鄭聰伏在他耳側,輕道:“這江湖的風雨縱然就是個屁,你也聞了這麼多年,焉能不知強者在上,自當遮陰拜伏的道理!”

他為他輕拭著臉上的落雨,只是卻是越擦越多,他嘆了口氣,起身甩了一把手,抱拳道:“堡主放心,我等追隨賀蘭山絕無二心。”

許冽只是不語,沉默著。

賀蘭蘊瑤瞧了他一眼,心罵道:“窩囊至極!”風情一曳,上前相扶鄭聰起身,道:“鄭四俠,果然最識大體。”她復轉身,眼睛盯著許冽,“眾位放心,待他日我們賀蘭山帶領群雄剷除魔道,一統武林,功勞簿上自是少不得記上大家一筆。甫才那李然提到的金鑼礦圖,眾位也請放心!我那二師兄昔日為我父馬首是瞻,自得手之後,他手上所有東西,便盡歸賀蘭山所有,來日我們招兵買馬,一統江湖之時,自然會開啟寶藏,讓眾位開開眼界,到時候,眾位若是看中了什麼,不必多想,自取便是!”

四下裡寂靜無聲。

待沉默過後,下方‘噗通’‘噗通’一陣跪伏聲響,忽而砸起大片的黑水,眾人齊聲道:“願為堡主效力!”

.......

賀蘭蘊瑤示意許冽上前,兩人一前一後,抱拳回禮。末了,蘊瑤說話:“眾位一夜辛苦,既然殘卷不在此處,那明日我們另尋一處再找,今夜各位各尋住處,稍作休息吧。”

待眾人做鳥獸散狀,蘊瑤盯著眾人方向,吩咐門下弟子道:“盯著鄭聰這人,與他們片刻別離。”

門下弟子領命同向而去。

許冽道:“他們已然起了悖逆之心,留不得!”

蘊瑤道:“無妨!我們眼下人手不夠,自是得留著他們,待找到那殘卷....”她的眼中可怖之色一現即隱,唇角掛著若有若無得笑意,岑岑說道:“自是由著大師兄你來處置的!”

許冽一靜,“但願這樣的日子是你想要的,你會快活便好!”

“我自然快活,來日你為盟主,我便做你的盟主夫人,我二人問鼎江湖,踏尋之巔可好?”女孩嚶嚶笑著,聲音宛如黃鸝夜鶯。

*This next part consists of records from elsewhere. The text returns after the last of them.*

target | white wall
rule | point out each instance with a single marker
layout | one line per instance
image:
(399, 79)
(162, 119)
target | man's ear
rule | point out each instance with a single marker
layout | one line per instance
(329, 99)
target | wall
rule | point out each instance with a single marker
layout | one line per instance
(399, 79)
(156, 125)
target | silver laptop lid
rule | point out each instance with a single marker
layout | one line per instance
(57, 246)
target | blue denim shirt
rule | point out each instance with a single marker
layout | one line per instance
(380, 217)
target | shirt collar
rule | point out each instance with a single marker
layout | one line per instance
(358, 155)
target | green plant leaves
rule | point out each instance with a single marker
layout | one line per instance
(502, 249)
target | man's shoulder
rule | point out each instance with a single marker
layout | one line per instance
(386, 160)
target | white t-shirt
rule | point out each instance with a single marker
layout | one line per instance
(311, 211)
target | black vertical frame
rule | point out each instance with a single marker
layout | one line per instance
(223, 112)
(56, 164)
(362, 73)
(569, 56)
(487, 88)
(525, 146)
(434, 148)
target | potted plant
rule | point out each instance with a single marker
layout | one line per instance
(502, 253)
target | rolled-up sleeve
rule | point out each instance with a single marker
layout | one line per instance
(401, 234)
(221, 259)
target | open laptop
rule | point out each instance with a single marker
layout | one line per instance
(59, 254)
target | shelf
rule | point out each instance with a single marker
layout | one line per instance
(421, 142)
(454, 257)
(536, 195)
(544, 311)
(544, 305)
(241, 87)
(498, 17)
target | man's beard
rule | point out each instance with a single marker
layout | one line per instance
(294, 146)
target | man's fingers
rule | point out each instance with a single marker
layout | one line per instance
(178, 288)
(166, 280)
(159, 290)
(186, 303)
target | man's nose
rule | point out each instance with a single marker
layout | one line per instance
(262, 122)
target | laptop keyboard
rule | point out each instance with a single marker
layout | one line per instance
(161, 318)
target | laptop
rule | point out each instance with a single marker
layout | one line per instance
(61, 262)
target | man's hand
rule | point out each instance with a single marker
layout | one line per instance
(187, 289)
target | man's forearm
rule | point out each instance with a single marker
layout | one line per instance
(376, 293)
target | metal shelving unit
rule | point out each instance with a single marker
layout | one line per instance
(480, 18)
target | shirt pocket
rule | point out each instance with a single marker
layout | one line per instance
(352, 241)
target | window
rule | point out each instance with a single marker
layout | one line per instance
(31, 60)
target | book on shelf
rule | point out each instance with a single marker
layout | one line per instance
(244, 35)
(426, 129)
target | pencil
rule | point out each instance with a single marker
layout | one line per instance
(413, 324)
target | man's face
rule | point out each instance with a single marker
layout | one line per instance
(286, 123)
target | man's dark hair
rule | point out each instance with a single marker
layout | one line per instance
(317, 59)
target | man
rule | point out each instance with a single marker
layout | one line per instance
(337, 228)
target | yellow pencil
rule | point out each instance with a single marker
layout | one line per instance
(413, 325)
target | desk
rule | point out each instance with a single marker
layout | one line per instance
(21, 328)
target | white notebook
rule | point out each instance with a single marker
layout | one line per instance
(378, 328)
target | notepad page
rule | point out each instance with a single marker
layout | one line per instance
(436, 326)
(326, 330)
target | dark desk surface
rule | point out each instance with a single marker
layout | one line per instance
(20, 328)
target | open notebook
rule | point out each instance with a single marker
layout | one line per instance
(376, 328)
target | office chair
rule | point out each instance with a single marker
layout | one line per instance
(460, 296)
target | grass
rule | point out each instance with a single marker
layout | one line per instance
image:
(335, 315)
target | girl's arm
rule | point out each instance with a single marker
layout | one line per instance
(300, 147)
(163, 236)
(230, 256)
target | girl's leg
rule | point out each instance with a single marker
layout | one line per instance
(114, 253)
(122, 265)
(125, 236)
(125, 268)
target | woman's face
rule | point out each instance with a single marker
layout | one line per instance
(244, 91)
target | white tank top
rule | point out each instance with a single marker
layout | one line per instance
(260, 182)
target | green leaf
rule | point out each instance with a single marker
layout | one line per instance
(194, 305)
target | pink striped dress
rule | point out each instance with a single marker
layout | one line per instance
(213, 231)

許冽眉間似有隱忍,停頓過後,柔柔說道:“那我們便做這江湖第一俠侶,創萬世之最!”

賀蘭蘊瑤將頭埋入他的懷中,許冽張開雙臂將她環緊,兩人在這雨中同沐盛宴。

顏慕白盯著兩人的方向,搖頭輕嘆,方欲離開,忽而腳下生滑,細微瓦片相擊之聲一響。那如死去的六人竟齊著從六個方位攻擊而來。

“赤星拳?十方虛彌神功?”

顏慕白急忙挺劍相抗。

“一劍破蒼?冰蟾功?”

從未有過一刻,顏慕白能夠比此刻更加神臺清明,他盯著眼前六人各自舞動,思及當年在無憂島之時,舒千珩閒來給他喂招,各門各派,各路高手所擅長的十八班武藝,皆拿來做了引他入道的引子,只是自己當時實在太過懶散,是以到現在只記得個大概。

繞是如此,他已然透過這些鬼怪的各路招式,迅速猜中了他們的身份。

便是長青世家的方長青老前輩、赤星傳人無恙老人、天心閣真正的閣主方不平、冰蟾功護體的嚴衝、十方虛彌神功的虛空大師、一劍破蒼的柳衝。

天際風雨如晦,長街劍光閃爍如燈似火。

賀蘭蘊瑤目光緊隨眾人,在遠處放聲大笑,竟連這雨夜的大地都感知她的‘豪情’一般,顫了幾顫。

“顏少俠,好久不見!”一陣瘋狂大笑之後,帶著涼薄的冷意,賀蘭蘊瑤開了口。

顏慕白咬緊牙關,招招相迎,百忙之中,背對她道:“賀蘭姑娘真是好大的手筆!竟將這幾位德高望重的武林前輩們,改造成了這般可怖的木偶傀儡,想來是投毒之功吧!”火破一挑,擋走一掌,呼哧呼哧地繼續道:“不知可否告知那藥何方瑰寶?”

蘊瑤笑彎了腰,嚶嚶回道:“他們嗎?不算什麼,便是跟神鬼門的那些鬼醜一般的毒物了!”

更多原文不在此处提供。